Breaking the 6/5 threshold for sums and products modulo a prime

Additive Combinatorics, ,

Ilya Shkredov and I just released our preprint, “Breaking the 6/5 threshold for sums and products modulo a prime.”

Since this paper of Roche–Newton, Rudnev, and Shkredov, the best bound for the sum–product problem in {\mathbb{F}_p} was given by the following.

Theorem (Sum–Product): Let {A \subset \mathbb{F}_p} of size at most {p^{5/8}}. Then

\displaystyle |A+A| + |AA| \gg |A|^{6/5}. \ \ \spadesuit

The major breakthrough was a point–plane incidence theorem of Rudnev. Let us recall their proof, which has been simplified since their original.

We consider the set of points and lines

\displaystyle P = (A+A) \times (AA), \ \ \ \mathcal{L} = \{(u,v) \in \mathbb{F}_p^2 : v = a(u - c)\}_{a , c \in A}.

Note that each line contains the points {(b + c , ab)} and so there are at least {|A|^3} incidences. On the other hand, one may apply a point–line incidence, for instance the cartesian version found in Theorem 4 of this paper of Stevens and Zeeuw to obtain an upper bound for the number of incidences between {P} and {\mathcal{L}}. Combining these two bounds gives Theorem 1.

We are able to make the following improvement.

Theorem 1: Let {A \subset \mathbb{F}_p} of size at most {p^{3/5}}. Then

\displaystyle |A+A| + |AA| \gg |A|^{6/5 + c}, \ \ \ c = 4/305. \ \ \spadesuit

We can improve this application of a Szemerédi–Trotter type bound in the specific case of the sum–product problem. The basic idea is to evaluate the above proof and obtain a bound for the {\tau}–rich lines, instead of incidences.

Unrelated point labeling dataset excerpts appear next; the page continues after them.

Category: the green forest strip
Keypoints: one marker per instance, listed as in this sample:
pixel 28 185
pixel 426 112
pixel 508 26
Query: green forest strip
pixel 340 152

We then obtain the bound for the higher order energy:

\displaystyle d_4^+(A) \lesssim |AA|^2 |A|^{-2} , \ \ d_4^+(A) := E_4^+(A,B) |A|^{-1} |B|^{-3}.\ \ \ \ \ (1)

A simple application of Cauchy–Schwarz gives

\displaystyle |A+A|^{4/3} d_4^+(A)^{-1/3} \leq |A+A|. \ \ \ \ \ (2)

Combining (1) and (2) recovers Theorem 1. We are able to make an improvement to (2) and in turn to the sum–product problem.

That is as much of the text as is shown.